Titolo della tesi: Novel liquid biopsy tests for highly accurate diagnosis of NASH and liver fibrosis: a multicenter prospective cohort trial
Background: Approval of drugs for non-alcoholic steato-hepatitis (NASH) requires evidence of significant effects on histological endpoints, yet liver biopsy is an invasive procedure. Therefore, novel non-invasive biomarkers of NASH and/or liver fibrosis are needed.
Methods: Proteomics was performed with iTRAQ and nano-LC-MS/MS, and flow-cytometry assay used to measure PLIN2 and RAB14 in peripheral blood CD14+CD16− monocytes. Caucasian patients with clinical risk factors for NASH and/or fibrosis without secondary causes, underwent percutaneous liver biopsy; 50 healthy subjects underwent needle liver biopsy during elective laparoscopic cholecystectomy (Training-cohort: 100 subjects; Validation-cohort: 150 subjects).
Results: Monocyte PLIN2 and RAB14 were highly and scarcely expressed in NASH and liver fibrosis, respectively. Biomarker performance was compared with histology.
Algorithm for NASH used PLIN2 mean-florescence-intensity (MFI) which, combined with triglyceride, ALT plasma levels and presence/absence of diabetes as covariates, showed an AUROC of 96% (CI: 93-100%) in the training and 98% (CI: 96-100%) in the validation cohort, with Accuracy: 91%, Sensitivity: 98%, Specificity: 85% in training and 96%, 94%, and 98% in validation cohort.
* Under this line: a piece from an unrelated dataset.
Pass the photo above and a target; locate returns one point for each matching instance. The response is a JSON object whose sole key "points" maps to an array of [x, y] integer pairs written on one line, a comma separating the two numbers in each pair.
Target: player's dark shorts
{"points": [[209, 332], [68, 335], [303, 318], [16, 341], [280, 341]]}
Prediction of fibrosis (RAB14-MFI) used BMI, HDL-cholesterol, plasma glucose, and ALT levels as covariates, and yielded an AUROC of 95% (CI: 88-100%), with Accuracy: 95%, Sensitivity: 98% and Specificity: 87% in training and 97% (CI: 90-100%), 91%, 90%, and 93% in validation cohort.
Novel biomarkers performed substantially better compared to the most widely used biomarkers (FIB4, NAFLD Fibrosis-Score, and AST-to-Platelet-ratio).
Conclusions: Novel liquid biopsy test is highly accurate in diagnosing NASH and/or liver fibrosis, and is markedly more reliable than the most commonly used biomarkers, and on par with gold standard liver biopsy-based histology.